What technologies do they use? A Data Engineer should know Linux and Git much like an engineer working on software projects. Hadoop and Spark at the environment level; Map Reduce at the level of computational models; and HDFS, MongoDB and Cassandra at the level of NoSQL technologies.
In terms of programming languages it is essential to know SQL, since the relational model is still an important part in the generation and query of data.
It is also usually required to know one or two of the following languages: Python for data processing (sometimes PySpark) and Scala as the native language of Spark and Java in many cases.
Should a Data Engineer know the models used by the Data Scientist in depth? In principle, you should know what it means to use one or another model for the environment, and what architecture is ideal for them to work in.

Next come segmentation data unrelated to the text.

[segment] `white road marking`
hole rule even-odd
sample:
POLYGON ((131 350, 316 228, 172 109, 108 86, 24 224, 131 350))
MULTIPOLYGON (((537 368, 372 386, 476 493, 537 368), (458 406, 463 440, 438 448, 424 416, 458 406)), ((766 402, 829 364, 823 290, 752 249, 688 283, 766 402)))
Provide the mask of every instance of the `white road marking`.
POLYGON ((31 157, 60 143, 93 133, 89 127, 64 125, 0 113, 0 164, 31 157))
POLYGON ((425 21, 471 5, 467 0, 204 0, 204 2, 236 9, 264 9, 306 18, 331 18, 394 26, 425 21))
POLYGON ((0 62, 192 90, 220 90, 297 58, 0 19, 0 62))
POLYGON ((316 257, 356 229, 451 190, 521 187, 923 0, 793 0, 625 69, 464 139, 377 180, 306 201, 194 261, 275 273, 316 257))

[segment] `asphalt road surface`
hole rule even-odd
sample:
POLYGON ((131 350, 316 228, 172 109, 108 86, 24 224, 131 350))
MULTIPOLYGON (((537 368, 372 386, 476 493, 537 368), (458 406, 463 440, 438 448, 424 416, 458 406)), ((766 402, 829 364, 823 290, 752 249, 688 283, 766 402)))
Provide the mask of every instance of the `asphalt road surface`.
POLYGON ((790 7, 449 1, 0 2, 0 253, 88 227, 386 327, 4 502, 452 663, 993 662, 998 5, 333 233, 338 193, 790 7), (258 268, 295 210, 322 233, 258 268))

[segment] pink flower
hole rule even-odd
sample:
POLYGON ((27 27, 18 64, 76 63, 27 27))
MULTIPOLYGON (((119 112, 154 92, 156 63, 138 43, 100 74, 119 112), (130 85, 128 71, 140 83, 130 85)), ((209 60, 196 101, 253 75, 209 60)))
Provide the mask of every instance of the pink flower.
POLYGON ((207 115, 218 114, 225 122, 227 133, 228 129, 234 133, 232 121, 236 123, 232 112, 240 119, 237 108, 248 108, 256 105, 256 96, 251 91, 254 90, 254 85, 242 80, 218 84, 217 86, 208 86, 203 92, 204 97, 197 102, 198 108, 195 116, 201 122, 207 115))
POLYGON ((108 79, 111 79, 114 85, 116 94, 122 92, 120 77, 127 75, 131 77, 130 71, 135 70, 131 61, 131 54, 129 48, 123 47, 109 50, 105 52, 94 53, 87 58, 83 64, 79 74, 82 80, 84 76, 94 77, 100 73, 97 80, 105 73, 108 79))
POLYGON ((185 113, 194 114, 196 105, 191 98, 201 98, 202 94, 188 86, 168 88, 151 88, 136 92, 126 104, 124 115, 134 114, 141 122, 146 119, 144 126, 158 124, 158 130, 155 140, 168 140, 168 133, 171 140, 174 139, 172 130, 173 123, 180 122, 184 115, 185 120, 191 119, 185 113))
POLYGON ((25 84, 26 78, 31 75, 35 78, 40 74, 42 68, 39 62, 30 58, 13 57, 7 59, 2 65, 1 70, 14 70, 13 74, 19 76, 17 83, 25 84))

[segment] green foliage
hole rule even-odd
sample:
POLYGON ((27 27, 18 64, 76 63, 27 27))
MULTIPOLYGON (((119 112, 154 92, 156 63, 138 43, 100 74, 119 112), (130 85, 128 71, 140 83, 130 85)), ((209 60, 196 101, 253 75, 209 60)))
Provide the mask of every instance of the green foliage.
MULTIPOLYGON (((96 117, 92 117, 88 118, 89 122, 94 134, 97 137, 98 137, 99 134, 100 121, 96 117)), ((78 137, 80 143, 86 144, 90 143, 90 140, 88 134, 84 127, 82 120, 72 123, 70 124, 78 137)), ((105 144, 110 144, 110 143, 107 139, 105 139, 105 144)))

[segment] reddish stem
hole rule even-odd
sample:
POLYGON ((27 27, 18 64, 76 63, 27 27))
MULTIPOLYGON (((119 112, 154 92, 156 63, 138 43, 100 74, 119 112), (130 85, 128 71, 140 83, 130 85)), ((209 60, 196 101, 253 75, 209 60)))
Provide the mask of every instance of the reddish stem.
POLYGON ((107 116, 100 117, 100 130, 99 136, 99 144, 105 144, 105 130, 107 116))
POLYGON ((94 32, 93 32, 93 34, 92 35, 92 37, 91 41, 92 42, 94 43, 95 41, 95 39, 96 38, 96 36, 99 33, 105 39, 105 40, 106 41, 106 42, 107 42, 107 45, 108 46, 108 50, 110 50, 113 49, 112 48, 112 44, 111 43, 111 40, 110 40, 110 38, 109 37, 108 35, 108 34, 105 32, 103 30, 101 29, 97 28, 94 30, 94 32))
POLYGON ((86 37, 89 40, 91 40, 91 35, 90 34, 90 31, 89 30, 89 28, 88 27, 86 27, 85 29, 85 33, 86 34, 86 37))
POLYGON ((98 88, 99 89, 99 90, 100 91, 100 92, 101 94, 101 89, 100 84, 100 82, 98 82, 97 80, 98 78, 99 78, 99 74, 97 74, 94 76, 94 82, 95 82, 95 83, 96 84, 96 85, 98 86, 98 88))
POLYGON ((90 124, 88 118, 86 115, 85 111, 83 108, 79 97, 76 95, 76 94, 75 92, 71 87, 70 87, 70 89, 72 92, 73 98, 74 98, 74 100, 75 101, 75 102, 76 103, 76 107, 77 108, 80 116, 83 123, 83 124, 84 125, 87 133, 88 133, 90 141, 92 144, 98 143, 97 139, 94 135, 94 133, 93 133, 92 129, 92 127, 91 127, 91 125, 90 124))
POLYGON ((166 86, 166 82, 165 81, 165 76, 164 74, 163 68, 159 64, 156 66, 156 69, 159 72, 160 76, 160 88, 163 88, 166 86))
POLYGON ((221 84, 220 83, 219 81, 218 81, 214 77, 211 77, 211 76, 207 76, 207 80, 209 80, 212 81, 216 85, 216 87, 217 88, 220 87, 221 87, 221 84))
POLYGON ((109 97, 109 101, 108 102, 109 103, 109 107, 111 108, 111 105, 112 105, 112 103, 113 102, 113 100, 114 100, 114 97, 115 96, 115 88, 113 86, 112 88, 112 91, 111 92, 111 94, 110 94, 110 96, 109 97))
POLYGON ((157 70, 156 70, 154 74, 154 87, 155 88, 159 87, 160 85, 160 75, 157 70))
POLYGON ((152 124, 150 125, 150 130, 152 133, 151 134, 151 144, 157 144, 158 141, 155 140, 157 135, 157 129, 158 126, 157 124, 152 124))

In summary, the Data Engineer is in charge of the Big Data infrastructure. How important can this be? According to the article by Todd Goldman, which is based on a Gartner study, it states that only 15% of Big Data projects go into production, it is obvious that basic implementations in architecture are overlooked.
This is the key to realize why the remaining 85% does not reach production. The slowness with which the data is loaded, the failure to do it automatically and incrementally, the inability to consult them and the lack of agility to migrate from the testing environment to the production environment are problems that the inclusion of more Data Engineers would help solve.
The Data Engineer plays a key role when it comes to converting a Big Data PoC into a real and tangible project. That is, from prototype to production.
At this point many may wonder what a Data Architect would be then. According to our point of view, a Data Architect is a Data Engineer with a more global vision, and more oriented to the integration, centralization and maintenance of all data sources.
We are aware that we may have left out some profiles that someone considers important. The MIS Reporting Executive, the Business Analyst, the statistician, the Machine Learning Engineer, or even the Data Translator.
There are also traditional profiles such as the Oracle DBA, the Teradata Business Analyst or the “All-terrain Java dev” that have been recycled and also have their function here. But with this article we have tried to talk more about the roles that are played in the world of Big Data and not profiles or certifications.